First, kudos to the article: "Strong evidence suggests that SARS-CoV-2 originated in horseshoe bats, but whether it passed directly from bats.. or.. an intermediate host, remains a mystery."
Scientific consensus is that bats are the ultimate source. But how did it get to Wuhan?
The Cambodian virus from 2010: "The virus’s genome has not yet been fully sequenced — nor its discovery published — making its full significance to the pandemic hard to ascertain."
Researchers told the reporter that in order to be more useful to the search for the pandemic origin, the Cambodian virus would need to share >97% of its genome with SARS-CoV-2.
BECAUSE the closest relative to SARS2 is RaTG13 batCoV collected by the WIV in 2013 from Yunnan China.
Similarly, the Japanese horseshoe bat virus Rc-o319 only shares 81% genome identity with SARS-CoV-2 "which makes it too distant to provide insights into the pandemic’s origin, says Edward Holmes, a virologist at the University of Sydney in Australia."
"The new virus would have to be at least 99% similar to SARS-CoV-2 to be an immediate ancestor of the current pandemic virus, says Irving (Aaron Irving, an infectious-diseases researcher at Zhejiang University in Hangzhou, China)."
People.

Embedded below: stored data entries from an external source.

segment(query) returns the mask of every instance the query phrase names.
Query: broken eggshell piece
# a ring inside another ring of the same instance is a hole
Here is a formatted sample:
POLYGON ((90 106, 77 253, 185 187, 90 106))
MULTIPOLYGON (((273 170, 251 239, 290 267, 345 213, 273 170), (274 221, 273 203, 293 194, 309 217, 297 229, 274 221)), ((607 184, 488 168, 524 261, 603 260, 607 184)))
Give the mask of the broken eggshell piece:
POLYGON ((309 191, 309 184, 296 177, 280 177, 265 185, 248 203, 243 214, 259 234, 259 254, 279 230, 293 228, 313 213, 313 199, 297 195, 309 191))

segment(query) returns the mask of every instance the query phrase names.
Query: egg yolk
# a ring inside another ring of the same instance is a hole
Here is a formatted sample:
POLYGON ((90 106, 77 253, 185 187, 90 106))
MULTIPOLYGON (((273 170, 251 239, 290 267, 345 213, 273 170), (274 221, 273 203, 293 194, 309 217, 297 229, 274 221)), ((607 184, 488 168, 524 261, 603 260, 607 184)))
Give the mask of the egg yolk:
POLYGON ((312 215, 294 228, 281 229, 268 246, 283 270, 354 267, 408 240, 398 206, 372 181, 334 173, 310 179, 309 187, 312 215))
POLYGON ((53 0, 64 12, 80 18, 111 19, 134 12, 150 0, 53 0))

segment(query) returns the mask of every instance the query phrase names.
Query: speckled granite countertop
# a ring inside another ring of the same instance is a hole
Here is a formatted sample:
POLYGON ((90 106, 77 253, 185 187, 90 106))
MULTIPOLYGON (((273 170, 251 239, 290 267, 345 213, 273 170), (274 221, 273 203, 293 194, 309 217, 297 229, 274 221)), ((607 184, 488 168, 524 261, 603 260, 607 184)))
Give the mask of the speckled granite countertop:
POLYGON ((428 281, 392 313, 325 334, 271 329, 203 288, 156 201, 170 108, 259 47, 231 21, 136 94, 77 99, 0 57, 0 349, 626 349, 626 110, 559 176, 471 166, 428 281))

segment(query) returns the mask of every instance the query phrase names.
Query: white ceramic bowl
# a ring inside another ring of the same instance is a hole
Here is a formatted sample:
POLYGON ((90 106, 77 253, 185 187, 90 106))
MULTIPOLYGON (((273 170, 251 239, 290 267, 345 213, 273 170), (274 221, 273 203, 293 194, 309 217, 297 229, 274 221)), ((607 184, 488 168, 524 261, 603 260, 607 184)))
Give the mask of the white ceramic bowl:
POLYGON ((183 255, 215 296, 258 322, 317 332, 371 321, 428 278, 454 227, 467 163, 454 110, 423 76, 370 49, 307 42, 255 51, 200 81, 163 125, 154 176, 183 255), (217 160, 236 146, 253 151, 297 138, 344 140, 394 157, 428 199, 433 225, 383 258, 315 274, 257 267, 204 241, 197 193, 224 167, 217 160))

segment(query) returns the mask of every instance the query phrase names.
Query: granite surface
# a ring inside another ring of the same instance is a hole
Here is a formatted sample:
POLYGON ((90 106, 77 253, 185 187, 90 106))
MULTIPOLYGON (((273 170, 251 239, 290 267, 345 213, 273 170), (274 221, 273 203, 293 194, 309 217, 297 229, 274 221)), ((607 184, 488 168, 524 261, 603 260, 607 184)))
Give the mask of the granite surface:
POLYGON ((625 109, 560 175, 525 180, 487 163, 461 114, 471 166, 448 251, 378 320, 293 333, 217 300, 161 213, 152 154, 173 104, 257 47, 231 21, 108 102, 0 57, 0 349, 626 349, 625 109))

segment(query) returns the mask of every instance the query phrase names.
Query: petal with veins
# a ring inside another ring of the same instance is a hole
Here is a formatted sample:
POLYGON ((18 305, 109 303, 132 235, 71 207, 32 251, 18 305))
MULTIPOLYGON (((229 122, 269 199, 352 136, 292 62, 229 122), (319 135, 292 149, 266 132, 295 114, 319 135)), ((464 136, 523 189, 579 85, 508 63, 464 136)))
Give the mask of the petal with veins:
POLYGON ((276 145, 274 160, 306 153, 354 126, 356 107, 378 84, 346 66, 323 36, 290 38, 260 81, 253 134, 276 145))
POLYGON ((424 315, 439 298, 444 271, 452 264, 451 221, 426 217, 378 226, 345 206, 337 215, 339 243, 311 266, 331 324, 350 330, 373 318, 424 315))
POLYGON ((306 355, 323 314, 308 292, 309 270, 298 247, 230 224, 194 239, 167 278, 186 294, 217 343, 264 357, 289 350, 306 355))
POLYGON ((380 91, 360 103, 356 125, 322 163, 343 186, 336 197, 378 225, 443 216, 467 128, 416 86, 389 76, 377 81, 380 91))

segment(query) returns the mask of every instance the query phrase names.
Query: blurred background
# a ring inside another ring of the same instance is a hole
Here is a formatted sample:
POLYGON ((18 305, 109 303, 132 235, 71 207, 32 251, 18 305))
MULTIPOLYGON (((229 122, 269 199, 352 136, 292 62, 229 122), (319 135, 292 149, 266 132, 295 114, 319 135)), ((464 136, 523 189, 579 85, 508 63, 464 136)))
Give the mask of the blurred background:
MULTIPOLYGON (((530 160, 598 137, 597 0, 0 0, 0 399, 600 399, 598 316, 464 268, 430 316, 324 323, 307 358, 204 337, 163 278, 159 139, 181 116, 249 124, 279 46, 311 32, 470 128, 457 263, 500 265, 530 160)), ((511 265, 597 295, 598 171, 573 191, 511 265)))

I'm literally copying and pasting from the article. But I see members of the public going around saying that a 97% identical virus to SARS2 has been found in Cambodia or Japan.
This is making me feel like a good number of people don't read articles before sharing.
I'd also like to take this opportunity to raise an important point about global virus sampling efforts and anticipated outcomes. This article is talking a bat virus sample collected a decade ago in Cambodia - finally getting sequenced and being identified as a SARS-like virus...
Can we re-evaluate how global virus sampling is conducted around the world? How quickly these samples are processed, sequenced, shared publicly (or at least internationally on a restricted database)?
RaTG13 - 7 years, released post-covid
Cambodian virus - 10 years, post-covid
Is the current workflow truly expected to produce vaccines or therapeutics that will prepare us against future pandemics?
At the very least, if all natural pathogen sequences were shared on an internationally-hosted database, this would greatly expedite the ability to trace virus origins and whether lab activities (including sample collection from animals or remote human pops) pose outbreak risks.
I know @K_G_Andersen and I disagree on this point: Whether spillover from virus sampling counts as natural origins (Kristian's opinion) or lab-based scenario (imo). But I hope we can agree that identifying the activity that led to spillover is important to reducing risk.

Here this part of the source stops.